You finally provided some "evidence" and it literally says the opposite of what you're suggesting. I would highly encourage you to keep reading the subsequent pages on that site, because it goes on to explain the reasons why you're wrong.
> No, it doesn't. It's the same.
This statement is the entire premise of your argument, but is directly refuted by the source you provided, and is so ridiculously absurd that I can't take you seriously anymore. You have to be trolling.
Walter, I've already provided you with a mountain of evidence. You pasted a single sentence stating that heat can be transferred between objects, which nobody has ever refuted, and does not factor in any of the actual physics involved with that transfer -- and then you asked me to paste an entire article as a counterpoint.
Your gaslighting continues, and I'm beyond tired of it.

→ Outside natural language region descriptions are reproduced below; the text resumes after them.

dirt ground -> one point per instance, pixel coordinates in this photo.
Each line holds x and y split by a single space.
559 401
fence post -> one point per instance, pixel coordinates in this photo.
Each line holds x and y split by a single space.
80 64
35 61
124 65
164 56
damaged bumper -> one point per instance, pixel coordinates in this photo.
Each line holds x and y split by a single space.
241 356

Brian, buddy, as just an outsider reading this thread I want let you know that Walter is right and you are coming across as rather confused. Also, your aggressive stance isn’t helping.
Walter is right about what, exactly? That heat can be transferred between objects? That heat can be released from objects? Nobody ever refuted those, and those are the only points he has made so far in defense of rocks being a be-all end-all solution which, again, doesn't factor in any of the actual physics involved which make it inefficient.
If you need evidence of that, feel free to read any of the provided materials, especially the concrete heat storage systems that have already been built which, unsurprisingly, use 2x as much electricity to store 50% as much heat.
So, unless you have actual information to provide, you saying I'm wrong doesn't add anything to the conversation.
If it takes X amount of energy to heat a material by Z degrees, then presumably the material radiates exactly X amount of energy back out when it cools down by the same Z degrees, no?
What does it matter that Y kg of rocks stores that energy at a lower temperature than Y kg of water? Or, conversely, that if you insist on having your energy-storage temperature set at some specific Z' degrees, you can store that amount of heat energy in much fewer kg of rocks than of water?
You're mixing up temperature and energy. They're not the same thing.
> No, it doesn't. It's the same.
This statement is the entire premise of your argument, but is directly refuted by the source you provided, and is so ridiculously absurd that I can't take you seriously anymore. You have to be trolling.